MEDAN - Pemilik gudang CV. Boemi Coffee Indonesia, Romi Ahmed (53), warga Jalan Garuda, Medan Sunggal ternyata sebagai terlapor di Polrestabes Medan, Minggu (5/3/2023) pukul 20:50 Wib.
Dijelaskan, Sartina Lylys Susiyanti Malau (28), warga Jalan Pertahanan, Kecamatan Patumbak, Kabupaten Deliserdang telah melaporkan Romi Ahmed (53) ke Polrestabes Medan pada tanggal 16 Februari 2023, pukul 12:47 Wib terkait dugaan penipuan dan penggelapan.
Baca juga:
Bupati Asahan Ikuti Jumat Curhat
|
Hal itu dibuktikan berdasarkan dengan laporan polisi nomor STTLP/B/567/ll/2023/SPKT Restabes Medan/Polda Sumatera Utara, tanggal 16 Februari 2023.
Kepada awak media, Sartina mengaku bahwa dirinya dan orang tuanya, M. Nababan adalah rekan kerja atau mitra bisnis Romi dalam menyuplai biji kopi.
"Selaku rekan kerja atau mitra bisnis dari saudara Romi, yaitu Direktur sekaligus owner dari CV. Boemi Coffee Indonesia. Kami sudah mulai bisnis ini dari tahun 2016, dimana benar Bapak Romi sebagai owner dan saya sebagai suplayer, investor tunggal dari CV tersebut, " jelas Sartina.
Lebih lanjut, Sartina menyebut setiap kontrak yang dimiliki Romi pasti Sartika yang menyuplai ke Romi.

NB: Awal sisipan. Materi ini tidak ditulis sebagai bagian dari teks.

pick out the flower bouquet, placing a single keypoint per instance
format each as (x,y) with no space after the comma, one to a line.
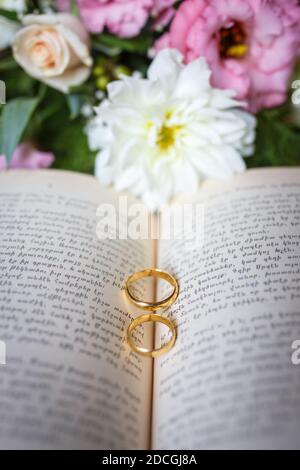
(153,96)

"Saya telah mengirimkan banyak barang, setiap kontrak yang dia miliki, suplayer nya adalah saya yang memasukan barang berupa biji kopi, baik dari Aceh, Medan ataupun daerah lainnya, " sambungnya.
Sartina juga menjelaskan bahwa terkait pembayaran diterima setelah barang dikirim ke luar negeri oleh Romi, baru pihak owner membayar kepada Sartina.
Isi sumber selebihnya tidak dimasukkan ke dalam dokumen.